Zadecydowała zagrywka - komentarze po spotkaniu Wenezuela - Polska

Mocna zagrywka była, zgodnie z opinią trenerów i kapitanów reprezentacji Polski i Wenuezueli czynnikiem, który przesądził o zwycięstwie biało-czerwonych. Na zakończenie II weekendu rywalizacji w grupie D Polska zwyciężyła w Ameryce Południowej 3:0.

Michał Bąkiewicz (kapitan reprezentacji Polski): Jesteśmy bardzo zadowoleni z wyniku, chociaż tak naprawdę ważniejsze dla nas było zwycięstwo piątkowe. To właśnie wygrana w piątek pozwoliła nam się czuć tak pewnie podczas niedzielnego spotkania.

Andy Rojas (kapitan reprezentacji Wenezueli): Gratuluję Polsce zwycięstwa. Siła naszych rywali polegała przede wszystkim na niezwykle mocnej zagrywce, co powodowało nasze duże problemy z przyjęciem i konieczność wysokich wystaw piłek.

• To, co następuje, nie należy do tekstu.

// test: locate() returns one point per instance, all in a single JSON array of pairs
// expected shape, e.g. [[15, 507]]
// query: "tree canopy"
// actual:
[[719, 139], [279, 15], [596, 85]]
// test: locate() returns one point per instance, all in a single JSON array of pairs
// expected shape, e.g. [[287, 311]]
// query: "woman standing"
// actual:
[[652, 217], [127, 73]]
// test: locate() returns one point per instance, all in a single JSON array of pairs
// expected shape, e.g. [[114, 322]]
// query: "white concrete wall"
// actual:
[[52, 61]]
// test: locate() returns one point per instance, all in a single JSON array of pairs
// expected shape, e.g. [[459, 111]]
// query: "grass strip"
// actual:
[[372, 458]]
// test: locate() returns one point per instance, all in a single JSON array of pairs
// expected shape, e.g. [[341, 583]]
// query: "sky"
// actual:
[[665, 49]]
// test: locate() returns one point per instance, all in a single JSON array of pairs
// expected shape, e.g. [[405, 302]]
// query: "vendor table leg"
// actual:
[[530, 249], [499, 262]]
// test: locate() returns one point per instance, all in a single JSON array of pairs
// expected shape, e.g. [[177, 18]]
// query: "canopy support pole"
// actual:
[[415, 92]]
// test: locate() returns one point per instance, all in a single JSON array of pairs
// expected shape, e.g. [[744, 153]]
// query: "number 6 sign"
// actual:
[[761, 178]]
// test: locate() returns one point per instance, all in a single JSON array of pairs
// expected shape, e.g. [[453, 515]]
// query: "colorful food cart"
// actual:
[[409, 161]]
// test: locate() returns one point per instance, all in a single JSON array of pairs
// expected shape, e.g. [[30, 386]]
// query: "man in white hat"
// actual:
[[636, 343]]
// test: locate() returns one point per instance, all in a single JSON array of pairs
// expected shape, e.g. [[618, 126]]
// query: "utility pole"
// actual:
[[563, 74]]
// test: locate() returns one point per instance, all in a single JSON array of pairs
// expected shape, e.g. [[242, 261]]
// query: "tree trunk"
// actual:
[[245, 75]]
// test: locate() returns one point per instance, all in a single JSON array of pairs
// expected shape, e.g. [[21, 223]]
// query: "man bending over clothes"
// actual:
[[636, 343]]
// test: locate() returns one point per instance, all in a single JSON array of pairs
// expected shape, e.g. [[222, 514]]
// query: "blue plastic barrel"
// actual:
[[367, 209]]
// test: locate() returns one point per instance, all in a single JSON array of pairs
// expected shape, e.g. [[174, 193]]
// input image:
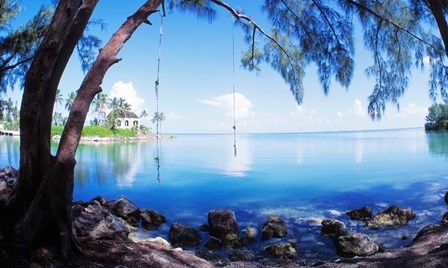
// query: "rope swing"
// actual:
[[234, 94], [157, 84]]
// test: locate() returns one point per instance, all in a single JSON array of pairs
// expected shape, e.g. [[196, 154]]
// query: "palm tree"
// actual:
[[70, 100], [101, 103], [144, 113], [59, 98], [158, 118]]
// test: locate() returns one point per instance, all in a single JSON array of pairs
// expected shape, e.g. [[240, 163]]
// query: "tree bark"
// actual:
[[436, 7], [38, 212]]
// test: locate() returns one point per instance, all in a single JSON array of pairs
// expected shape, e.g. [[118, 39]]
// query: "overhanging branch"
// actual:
[[240, 16]]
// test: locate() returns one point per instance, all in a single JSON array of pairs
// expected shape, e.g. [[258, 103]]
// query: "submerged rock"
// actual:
[[223, 226], [393, 216], [285, 249], [123, 207], [333, 228], [355, 245], [183, 235], [364, 213], [273, 227], [241, 255], [151, 218]]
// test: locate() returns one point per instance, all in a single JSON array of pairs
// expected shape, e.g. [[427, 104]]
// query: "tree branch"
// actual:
[[240, 16], [326, 19], [375, 14], [437, 12]]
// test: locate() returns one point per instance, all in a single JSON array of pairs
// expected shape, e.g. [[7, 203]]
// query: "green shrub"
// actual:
[[437, 118], [56, 130]]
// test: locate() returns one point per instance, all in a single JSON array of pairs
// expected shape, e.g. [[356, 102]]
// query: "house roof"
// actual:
[[130, 115]]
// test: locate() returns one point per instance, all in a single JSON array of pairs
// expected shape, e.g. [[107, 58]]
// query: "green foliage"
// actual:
[[437, 118], [17, 46], [56, 130]]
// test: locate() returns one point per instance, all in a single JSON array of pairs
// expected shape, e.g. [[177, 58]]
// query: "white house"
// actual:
[[130, 120]]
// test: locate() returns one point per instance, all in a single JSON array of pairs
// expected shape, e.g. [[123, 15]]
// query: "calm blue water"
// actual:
[[299, 177]]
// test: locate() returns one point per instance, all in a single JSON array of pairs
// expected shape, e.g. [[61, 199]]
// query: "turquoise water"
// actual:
[[300, 177]]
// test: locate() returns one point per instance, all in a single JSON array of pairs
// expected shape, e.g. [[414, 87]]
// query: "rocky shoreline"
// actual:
[[107, 232]]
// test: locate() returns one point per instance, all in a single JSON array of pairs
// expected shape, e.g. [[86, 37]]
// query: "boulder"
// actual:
[[333, 228], [183, 235], [282, 250], [222, 225], [393, 216], [250, 232], [214, 243], [95, 221], [273, 227], [362, 214], [445, 219], [123, 207], [355, 245], [151, 218]]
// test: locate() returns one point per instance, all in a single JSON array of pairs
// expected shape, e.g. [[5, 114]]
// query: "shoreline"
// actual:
[[111, 139]]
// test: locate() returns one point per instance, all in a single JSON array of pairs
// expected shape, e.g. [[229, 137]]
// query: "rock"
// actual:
[[223, 226], [240, 255], [214, 243], [124, 208], [364, 213], [279, 250], [204, 228], [273, 227], [355, 245], [250, 232], [333, 228], [151, 218], [246, 241], [183, 235], [97, 222], [393, 216], [445, 218]]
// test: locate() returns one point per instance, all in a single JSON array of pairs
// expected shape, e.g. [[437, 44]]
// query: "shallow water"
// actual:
[[300, 177]]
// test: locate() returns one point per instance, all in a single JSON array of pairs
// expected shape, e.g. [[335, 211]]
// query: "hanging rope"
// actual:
[[157, 84], [234, 94]]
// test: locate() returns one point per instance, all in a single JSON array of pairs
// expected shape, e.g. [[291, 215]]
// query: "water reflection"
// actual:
[[238, 164], [121, 161], [438, 143]]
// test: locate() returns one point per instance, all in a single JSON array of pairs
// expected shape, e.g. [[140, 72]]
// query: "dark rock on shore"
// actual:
[[273, 227], [393, 216], [183, 235], [241, 255], [151, 218], [333, 228], [223, 226], [94, 221], [362, 214], [282, 250], [355, 245]]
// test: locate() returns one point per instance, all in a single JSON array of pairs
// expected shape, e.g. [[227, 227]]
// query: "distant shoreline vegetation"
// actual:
[[437, 118], [98, 131]]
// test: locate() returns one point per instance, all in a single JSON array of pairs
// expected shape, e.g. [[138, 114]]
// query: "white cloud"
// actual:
[[243, 106], [358, 108], [413, 110], [127, 91]]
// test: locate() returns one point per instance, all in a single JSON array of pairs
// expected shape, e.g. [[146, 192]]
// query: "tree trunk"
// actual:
[[436, 7], [38, 212]]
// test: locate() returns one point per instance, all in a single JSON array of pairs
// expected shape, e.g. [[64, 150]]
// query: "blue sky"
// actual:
[[196, 80]]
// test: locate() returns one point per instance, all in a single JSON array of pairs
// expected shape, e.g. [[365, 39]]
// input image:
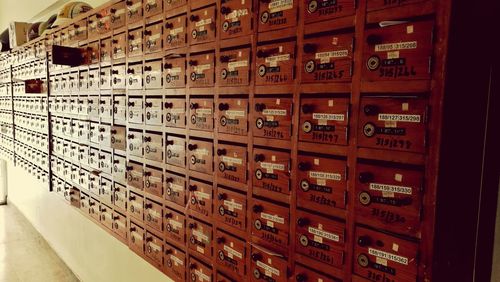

Nie zagraliśmy dzisiaj na swoim poziomie i Polacy w pełni zasłużyli na zwycięstwo.

Daniel Castellani (trener reprezentacji Polski: Andy Rojas ma rację, Wenezuela nie była tym samym zespołem, jaki zapamiętaliśmy z poprzedniego meczu. Nasze zagrywki sprawiały im dużo problemów i wymuszały proste rozgrywanie, co umożliwiało nam skuteczne bloki. Graliśmy lepiej niż w piątek i popełnialiśmy mniej błędów.

José A Gutiérrez (trener reprezetnacji Wenezueli): Polacy pokazali, że są mocni, zwłaszcza w grze blokiem. Czynnikiem decydującym w niedzielę była mocna zagrywka rywali. Nasze przyjęcie było fatalne, co wpływało na rozegranie. Atakujący musieli przebijać się przez szczelnie postawiony blok. Nie mogliśmy sobie z tym poradzić.